MATERIALS AND METHODS

Study Setting and Design

Co-Stars was a 1-year single-center, 2-arm, prospective cohort study of healthcare workers at Great Ormond Street Hospital for Children, London. The study was approved to start by the UK National Health Service Health Research Authority on 29 April 2020 and registered on ClinicalTrials.gov (NCT04380896). Written informed consent was obtained from all participants before recruitment. The Study Protocol and Supplementary Methods and Materials submitted with this article include detailed methods, power calculations. and the data analysis approach.

Study Participants

All hospital staff members ≥18 years of age were eligible for the study, provided they did not display symptoms consistent with SARS-CoV-2 infection at recruitment. Those who were significantly immunosuppressed or who had previously received blood products (including immunoglobulins or convalescent sera) since September 2019 were excluded from the study.

Data Collection

Participants undertook a detailed, standardized online questionnaire at study entry. This included sociodemographic factors, details of previous exposure to and symptomatic episodes consistent with COVID-19, any subsequent complications, previous SARS-CoV-2 diagnostic test results, medical and contact history, and a comprehensive assessment of risk factors for exposure, susceptibility to infection, and severe disease. Blood samples were also taken at baseline and each follow-up visit for SARS-CoV-2 serology.
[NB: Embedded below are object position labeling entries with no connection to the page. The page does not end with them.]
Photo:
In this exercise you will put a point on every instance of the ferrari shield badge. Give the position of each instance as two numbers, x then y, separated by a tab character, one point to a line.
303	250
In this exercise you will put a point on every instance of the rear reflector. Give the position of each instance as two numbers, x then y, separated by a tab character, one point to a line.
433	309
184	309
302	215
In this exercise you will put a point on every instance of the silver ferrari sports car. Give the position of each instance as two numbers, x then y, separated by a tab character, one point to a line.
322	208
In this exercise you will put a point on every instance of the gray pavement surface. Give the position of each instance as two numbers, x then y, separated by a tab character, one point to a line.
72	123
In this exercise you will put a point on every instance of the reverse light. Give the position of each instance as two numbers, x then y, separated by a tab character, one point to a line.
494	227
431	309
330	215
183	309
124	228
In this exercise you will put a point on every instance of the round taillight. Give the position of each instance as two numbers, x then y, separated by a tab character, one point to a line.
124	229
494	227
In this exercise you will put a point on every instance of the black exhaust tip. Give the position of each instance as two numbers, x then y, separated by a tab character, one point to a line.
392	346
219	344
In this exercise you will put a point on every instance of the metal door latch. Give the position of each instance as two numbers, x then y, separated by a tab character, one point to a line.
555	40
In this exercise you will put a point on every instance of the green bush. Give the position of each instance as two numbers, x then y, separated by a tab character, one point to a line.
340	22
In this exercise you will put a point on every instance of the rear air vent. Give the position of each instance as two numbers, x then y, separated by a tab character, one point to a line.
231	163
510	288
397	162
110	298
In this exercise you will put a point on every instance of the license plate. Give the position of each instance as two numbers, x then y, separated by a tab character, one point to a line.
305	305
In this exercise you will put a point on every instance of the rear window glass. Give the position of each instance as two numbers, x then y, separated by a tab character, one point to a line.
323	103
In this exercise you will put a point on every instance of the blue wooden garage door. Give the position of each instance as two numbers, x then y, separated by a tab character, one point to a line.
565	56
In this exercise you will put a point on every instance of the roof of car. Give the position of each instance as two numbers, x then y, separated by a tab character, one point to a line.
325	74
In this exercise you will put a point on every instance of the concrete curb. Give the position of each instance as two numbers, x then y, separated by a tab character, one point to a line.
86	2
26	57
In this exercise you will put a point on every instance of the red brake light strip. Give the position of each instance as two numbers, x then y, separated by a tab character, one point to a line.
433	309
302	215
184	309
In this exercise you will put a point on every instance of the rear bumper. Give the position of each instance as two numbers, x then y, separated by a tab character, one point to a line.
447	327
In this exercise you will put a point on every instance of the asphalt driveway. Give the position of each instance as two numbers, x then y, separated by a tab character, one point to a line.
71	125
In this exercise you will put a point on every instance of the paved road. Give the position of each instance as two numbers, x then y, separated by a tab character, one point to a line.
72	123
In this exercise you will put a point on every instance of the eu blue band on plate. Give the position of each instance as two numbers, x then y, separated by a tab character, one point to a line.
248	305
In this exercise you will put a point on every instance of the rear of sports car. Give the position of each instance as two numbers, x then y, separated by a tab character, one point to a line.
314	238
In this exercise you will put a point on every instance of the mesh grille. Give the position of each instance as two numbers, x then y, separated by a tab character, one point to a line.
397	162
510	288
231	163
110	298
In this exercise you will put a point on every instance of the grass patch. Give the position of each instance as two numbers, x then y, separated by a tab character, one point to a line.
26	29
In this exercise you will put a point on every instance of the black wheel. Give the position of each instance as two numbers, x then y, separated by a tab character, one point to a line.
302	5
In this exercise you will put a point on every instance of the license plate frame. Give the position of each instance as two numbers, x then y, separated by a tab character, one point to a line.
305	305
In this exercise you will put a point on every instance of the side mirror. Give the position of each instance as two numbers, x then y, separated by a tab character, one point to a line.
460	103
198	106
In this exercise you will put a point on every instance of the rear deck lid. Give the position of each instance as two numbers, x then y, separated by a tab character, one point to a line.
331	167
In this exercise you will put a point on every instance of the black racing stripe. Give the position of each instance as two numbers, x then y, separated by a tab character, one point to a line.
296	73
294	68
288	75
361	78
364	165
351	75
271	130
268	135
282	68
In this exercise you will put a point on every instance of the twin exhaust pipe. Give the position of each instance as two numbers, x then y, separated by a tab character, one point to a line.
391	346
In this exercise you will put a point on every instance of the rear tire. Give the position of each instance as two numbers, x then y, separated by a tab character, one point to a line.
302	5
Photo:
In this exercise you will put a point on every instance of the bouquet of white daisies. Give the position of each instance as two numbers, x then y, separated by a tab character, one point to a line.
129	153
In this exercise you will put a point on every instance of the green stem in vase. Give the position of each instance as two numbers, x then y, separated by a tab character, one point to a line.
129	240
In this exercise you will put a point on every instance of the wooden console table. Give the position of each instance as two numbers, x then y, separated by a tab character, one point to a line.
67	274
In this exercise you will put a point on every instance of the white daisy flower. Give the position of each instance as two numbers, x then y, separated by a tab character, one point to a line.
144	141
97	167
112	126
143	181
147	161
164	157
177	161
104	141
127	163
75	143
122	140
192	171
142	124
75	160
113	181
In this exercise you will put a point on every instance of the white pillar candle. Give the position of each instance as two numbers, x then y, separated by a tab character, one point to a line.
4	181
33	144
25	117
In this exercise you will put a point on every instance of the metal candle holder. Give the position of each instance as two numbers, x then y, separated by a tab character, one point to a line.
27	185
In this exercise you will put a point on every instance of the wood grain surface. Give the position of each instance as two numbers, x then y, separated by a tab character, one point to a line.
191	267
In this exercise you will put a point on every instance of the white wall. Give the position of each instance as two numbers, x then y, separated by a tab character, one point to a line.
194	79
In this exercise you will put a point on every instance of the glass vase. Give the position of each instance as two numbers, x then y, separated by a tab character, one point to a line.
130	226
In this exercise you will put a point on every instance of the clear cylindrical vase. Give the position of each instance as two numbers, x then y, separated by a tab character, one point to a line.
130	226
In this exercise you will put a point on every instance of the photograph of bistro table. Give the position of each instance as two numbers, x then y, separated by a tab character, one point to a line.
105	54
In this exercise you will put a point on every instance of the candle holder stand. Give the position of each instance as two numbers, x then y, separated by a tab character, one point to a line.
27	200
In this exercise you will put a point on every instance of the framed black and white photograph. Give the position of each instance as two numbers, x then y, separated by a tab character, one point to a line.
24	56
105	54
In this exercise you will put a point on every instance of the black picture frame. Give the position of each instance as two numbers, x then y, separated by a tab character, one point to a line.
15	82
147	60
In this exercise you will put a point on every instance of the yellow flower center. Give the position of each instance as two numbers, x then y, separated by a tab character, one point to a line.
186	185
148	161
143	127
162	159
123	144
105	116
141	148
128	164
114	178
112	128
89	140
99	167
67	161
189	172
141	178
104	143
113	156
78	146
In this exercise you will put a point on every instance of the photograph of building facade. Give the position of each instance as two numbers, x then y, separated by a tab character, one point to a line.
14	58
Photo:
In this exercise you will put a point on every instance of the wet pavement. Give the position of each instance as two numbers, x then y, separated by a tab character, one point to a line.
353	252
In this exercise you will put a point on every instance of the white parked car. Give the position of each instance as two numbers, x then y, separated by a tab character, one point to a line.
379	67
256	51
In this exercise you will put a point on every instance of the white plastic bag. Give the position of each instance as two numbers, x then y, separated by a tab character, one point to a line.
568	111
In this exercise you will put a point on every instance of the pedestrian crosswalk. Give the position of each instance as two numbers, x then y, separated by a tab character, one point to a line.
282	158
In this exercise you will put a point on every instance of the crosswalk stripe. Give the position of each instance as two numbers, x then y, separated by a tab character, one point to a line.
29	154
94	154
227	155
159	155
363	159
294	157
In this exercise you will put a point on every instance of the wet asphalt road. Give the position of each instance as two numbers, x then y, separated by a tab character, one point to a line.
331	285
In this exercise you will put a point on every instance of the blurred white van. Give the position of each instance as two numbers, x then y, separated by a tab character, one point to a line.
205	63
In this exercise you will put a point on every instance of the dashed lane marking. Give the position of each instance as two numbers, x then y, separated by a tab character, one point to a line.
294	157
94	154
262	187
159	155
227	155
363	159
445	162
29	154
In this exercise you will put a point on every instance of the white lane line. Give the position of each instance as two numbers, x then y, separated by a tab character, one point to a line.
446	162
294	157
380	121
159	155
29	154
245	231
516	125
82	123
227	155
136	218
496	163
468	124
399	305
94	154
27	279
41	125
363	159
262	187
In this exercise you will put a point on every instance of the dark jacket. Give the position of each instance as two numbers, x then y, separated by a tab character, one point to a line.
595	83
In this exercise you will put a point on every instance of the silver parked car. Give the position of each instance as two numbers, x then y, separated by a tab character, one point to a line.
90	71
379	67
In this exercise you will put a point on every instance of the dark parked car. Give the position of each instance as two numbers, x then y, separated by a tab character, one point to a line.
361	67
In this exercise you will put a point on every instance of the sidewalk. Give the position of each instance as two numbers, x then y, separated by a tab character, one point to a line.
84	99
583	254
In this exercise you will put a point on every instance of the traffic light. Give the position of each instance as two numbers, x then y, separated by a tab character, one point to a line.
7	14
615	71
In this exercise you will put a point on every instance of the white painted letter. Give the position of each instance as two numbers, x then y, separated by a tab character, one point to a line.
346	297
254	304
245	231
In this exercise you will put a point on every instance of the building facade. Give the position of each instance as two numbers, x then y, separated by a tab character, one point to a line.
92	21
Polymerase Chain Reaction Measurement of SARS-CoV-2 Serum Antibody and Viral RNA

All 3657 participants underwent a screening enzyme-linked immunosorbent assay (ELISA) with the EDI assay. Those who were identified as seropositive by the EDI assay and provided ≥2 samples had serology repeated by the Meso Scale Discovery (MSD) Chemiluminescent assay that simultaneously detects and quantifies anti–SARS-CoV-2 IgG specific for trimeric S protein, RBD, and N.

Follow-up Appointments

All seropositive participants were followed up monthly for repeat antibody testing. Seronegative participants were followed up every 6 months. At each follow-up visit, participants completed a shortened version of the baseline questionnaire, focusing on any recurrent COVID-19 exposure and/or symptoms.

Study Outcomes

The primary outcome of the study was to establish humoral dynamics after SARS-CoV-2 infection. Kaplan-Meier survival analysis was used to compare and plot the time to negativity for each antibody. Two mixed effects gamma models were used to predict the antibody trajectory over time (Supplementary Methods). The “gamma-decay model” hypothesized continuous antibody decay and did not account for long-lived plasma cell antibody production. In contrast, the “gamma-plateau” model allowed for 2 phases of plasma cell production: “short-lived” plasma cells, followed by a subsequent robust long-lived plasma cell response that maintains circulating long-term antibody titers [31].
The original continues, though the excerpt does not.